Pergamum!


Heading out of Selcuk, I contemplated to visit Pergamum, conveniently, Gram was heading that way and we invited a couple from California that lived in Oman for the last 13 months. After visiting the site, Gram dropped us off at the bus station and I caught a bus to Behramkale. I can say, Gram, who is from England, is a very nice person, it worked out well to visit four different sites together.

Pergamum was a small settlement during the Archaic Period. Lysimachos, one of the generals of Alexander the Great and who had become the sovereign of Anatolia after 301 B.C., delivered the war expenditure, at 9000 talents (1 talent is believed to be $7,500), to Philetarios who was the commander of Pergamum, and the kingdom founded by Philetarios by using this sum of money following Lysimachos’s death, flourished and became the most eminent center of culture of the Hellenistic period for 150 years.

During the reign of Eummenes II from 197-159 BCE, Pergamum achieved its height of glory. Eumenes added the library and the Altar of Zeus, and many other building projects. The Altar of Zeus has the shape of a horseshoe, and its dimensions are 36 x 34 meters. It is composed of four parts and the high relieves on it describe the war between the giants and the gods. The Altar which was taken from Pergamum in 1871 and carried to Germany by the German engineer Carl Humann, and rests in the Museum of Pergamum in Berlin, and is set up to its original. Today Turkish government is trying to get it back from Germany bringing the issue to the international court.
Pergamum was the home of three temples, the marbled columned Temple of Trajan which Hadrain finished. The Temple of Athena that was built just above the theater, and the Temple of Dionysus, which was built on the right side of the stage of the theater.
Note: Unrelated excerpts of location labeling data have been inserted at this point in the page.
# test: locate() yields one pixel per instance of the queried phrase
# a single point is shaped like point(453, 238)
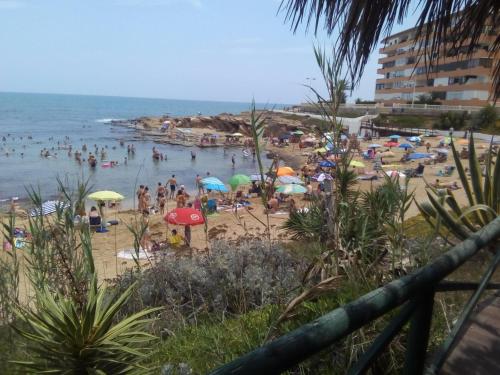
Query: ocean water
point(31, 122)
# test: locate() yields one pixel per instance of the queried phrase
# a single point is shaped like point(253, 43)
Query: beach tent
point(291, 189)
point(213, 183)
point(105, 196)
point(48, 208)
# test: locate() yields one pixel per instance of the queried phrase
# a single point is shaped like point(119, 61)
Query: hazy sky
point(185, 49)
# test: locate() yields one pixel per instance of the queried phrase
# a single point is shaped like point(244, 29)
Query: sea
point(32, 122)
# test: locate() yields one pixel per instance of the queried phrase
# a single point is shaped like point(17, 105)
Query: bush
point(233, 279)
point(455, 120)
point(486, 118)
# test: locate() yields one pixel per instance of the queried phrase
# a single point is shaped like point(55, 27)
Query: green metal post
point(444, 350)
point(418, 337)
point(382, 340)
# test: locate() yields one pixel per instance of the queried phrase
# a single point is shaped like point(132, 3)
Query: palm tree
point(360, 24)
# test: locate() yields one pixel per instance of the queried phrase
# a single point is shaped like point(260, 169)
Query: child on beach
point(173, 184)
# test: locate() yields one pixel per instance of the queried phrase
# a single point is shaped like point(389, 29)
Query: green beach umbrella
point(239, 179)
point(291, 189)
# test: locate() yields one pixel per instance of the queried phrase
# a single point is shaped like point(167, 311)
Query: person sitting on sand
point(175, 239)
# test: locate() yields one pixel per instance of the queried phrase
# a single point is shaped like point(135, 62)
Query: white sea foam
point(108, 120)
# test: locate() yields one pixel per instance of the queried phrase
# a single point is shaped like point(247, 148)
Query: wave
point(108, 120)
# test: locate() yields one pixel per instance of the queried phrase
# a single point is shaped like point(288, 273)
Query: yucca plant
point(482, 192)
point(65, 340)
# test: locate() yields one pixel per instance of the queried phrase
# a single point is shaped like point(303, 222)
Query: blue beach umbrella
point(213, 183)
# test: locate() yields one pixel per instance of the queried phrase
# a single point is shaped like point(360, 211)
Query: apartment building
point(453, 80)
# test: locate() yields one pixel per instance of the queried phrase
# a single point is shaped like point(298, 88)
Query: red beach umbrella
point(184, 216)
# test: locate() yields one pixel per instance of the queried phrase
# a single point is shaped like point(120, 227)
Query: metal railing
point(414, 293)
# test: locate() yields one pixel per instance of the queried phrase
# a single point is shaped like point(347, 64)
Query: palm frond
point(360, 24)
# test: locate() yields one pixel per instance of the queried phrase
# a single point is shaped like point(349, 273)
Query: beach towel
point(130, 254)
point(48, 208)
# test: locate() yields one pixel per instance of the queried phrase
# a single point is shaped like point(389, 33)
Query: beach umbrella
point(356, 164)
point(320, 177)
point(239, 179)
point(106, 195)
point(392, 173)
point(327, 164)
point(290, 180)
point(417, 155)
point(184, 216)
point(386, 154)
point(291, 189)
point(391, 144)
point(285, 171)
point(405, 145)
point(213, 183)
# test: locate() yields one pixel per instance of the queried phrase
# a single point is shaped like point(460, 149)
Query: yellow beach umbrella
point(321, 150)
point(106, 195)
point(285, 171)
point(357, 164)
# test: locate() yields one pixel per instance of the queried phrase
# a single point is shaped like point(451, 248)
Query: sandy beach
point(228, 224)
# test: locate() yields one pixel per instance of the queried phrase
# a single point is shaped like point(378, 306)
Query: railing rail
point(415, 291)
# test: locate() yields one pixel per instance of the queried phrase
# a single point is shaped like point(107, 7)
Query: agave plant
point(65, 340)
point(482, 192)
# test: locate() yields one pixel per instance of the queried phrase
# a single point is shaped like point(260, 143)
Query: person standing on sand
point(187, 235)
point(199, 184)
point(160, 192)
point(173, 184)
point(146, 199)
point(139, 193)
point(146, 236)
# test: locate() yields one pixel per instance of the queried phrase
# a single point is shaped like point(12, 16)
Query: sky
point(224, 50)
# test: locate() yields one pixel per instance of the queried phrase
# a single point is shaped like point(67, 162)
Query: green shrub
point(486, 118)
The above picture is an excellent reconstruction of Pergamum. Notice the theater on the slope of the hill, just above the theater slightly to your right is the temple of Athena. The very top platform to your left is the temple of Trajan. Below the theater to your left is the temple of Dionysus, and to the right of the theater is the altar of Zeus that is in Berlin, Germany.


The library held more than 200,000 volumes of books and challenged the worlds greatest library in Alexander, Egypt that held 700,000 books. When fire damaged the library in Alexander, Mark Antony pillaged the library at Pergamum. Today, in Alexander Egypt, the library is known worldwide, today in Bergama, no library exists.

The theater is one of the steepest theaters built, and the steepest I have visited. The theater could hold 10,000 people, and was constructed into the hillside, a site that will impress the least interested individual.